The coalition of nonprofit and advocacy groups wants Lightfoot to commit to interviewing at least one Latino candidate for every high-profile position, Puente said.
“Government should reflect the people it serves,” said Puente, adding that otherwise, bias — unconscious and conscious — can slip into decisions and divert resources from where they are most needed.
That is exactly what happened at the start of the COVID-19 pandemic, when tests were more easily accessible in white, wealthy neighborhoods, and when the pace of vaccinations in white neighborhoods vastly outpaced the supply of the lifesaving shots in Black and Latino communities, Puente said.
“Chicago is one of the most segregated cities in the nation,” Puente said. “Too often resource allocations follow those patterns.”
Puente said it was “incredibly frustrating” to be talking about the lack of Latino representation in Chicago’s government in 2021, during a reckoning about the impact of systemic racism sparked by the police murder of George Floyd.
Grace Pai, the executive director of the Chicago chapter of Asian Americans Advancing Justice, said representation “tends to go a long way” toward ensuring helping Chicagoans who might have trouble accessing city services because of language barriers or other issues.

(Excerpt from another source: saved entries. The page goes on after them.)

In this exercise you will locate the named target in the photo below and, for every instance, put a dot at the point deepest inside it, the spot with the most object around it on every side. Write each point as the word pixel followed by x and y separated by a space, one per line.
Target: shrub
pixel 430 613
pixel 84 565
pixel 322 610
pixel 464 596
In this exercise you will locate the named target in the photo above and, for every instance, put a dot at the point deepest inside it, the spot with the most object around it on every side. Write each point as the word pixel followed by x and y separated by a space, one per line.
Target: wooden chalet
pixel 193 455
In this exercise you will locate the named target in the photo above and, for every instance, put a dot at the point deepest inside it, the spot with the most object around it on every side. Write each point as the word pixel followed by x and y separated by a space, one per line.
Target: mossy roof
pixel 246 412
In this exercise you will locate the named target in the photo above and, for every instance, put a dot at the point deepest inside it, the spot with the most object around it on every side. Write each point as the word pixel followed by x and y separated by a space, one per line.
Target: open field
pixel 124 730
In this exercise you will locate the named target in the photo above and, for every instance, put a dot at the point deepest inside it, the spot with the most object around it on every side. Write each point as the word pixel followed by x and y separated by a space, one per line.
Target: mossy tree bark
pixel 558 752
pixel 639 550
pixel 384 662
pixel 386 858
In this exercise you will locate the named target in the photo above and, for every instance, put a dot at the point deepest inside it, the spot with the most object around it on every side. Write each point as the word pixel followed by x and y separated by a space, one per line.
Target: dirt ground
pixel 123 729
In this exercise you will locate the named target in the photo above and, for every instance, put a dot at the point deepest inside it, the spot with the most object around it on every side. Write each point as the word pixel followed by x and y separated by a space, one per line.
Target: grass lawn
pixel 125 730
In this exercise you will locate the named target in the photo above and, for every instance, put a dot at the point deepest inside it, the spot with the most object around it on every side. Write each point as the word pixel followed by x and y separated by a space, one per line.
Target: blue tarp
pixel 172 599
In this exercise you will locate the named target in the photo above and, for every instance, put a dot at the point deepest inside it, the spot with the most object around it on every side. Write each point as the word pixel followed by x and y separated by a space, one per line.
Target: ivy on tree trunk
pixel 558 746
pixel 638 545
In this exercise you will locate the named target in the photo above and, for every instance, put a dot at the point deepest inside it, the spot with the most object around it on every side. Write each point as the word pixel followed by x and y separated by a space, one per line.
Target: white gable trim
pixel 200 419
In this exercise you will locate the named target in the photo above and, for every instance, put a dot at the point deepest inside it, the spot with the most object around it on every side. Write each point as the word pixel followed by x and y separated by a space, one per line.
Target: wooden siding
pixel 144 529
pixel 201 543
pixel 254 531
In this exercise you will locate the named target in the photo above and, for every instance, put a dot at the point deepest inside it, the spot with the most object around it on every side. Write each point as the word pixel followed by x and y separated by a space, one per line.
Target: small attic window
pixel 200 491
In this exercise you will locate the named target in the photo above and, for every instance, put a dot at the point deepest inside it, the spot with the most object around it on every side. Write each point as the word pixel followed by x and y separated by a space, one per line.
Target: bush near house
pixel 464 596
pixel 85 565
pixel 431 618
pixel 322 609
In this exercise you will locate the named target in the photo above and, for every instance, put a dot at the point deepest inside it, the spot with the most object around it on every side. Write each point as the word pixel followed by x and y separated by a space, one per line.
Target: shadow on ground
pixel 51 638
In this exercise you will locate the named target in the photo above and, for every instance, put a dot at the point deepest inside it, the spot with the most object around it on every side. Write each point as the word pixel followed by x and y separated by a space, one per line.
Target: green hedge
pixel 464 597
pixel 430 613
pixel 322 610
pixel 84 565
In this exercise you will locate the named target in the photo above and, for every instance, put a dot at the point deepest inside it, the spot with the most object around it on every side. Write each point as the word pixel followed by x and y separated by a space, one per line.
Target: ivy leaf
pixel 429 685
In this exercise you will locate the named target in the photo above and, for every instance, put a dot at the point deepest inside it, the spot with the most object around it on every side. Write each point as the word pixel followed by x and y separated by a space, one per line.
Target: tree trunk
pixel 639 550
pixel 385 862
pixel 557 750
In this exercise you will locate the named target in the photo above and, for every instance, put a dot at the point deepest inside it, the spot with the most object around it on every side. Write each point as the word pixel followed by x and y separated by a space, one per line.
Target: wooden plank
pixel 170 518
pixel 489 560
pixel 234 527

But that won’t ensure that officials take actions that benefit Asian Chicagoans, Pai said.
“Representation alone won’t solve this issue,” Pai said.
Former Ald. Ameya Pawar (47th Ward) — the first, and so far only, Asian American member of the Chicago City Council — said he saw the 31% increase in Chicago’s Asian American community as “an opportunity” to establish a true coalition between Asian, Black and Latino Chicagoans.
“It is not an either or,” Pawar said. “We shouldn’t be fighting over scraps.”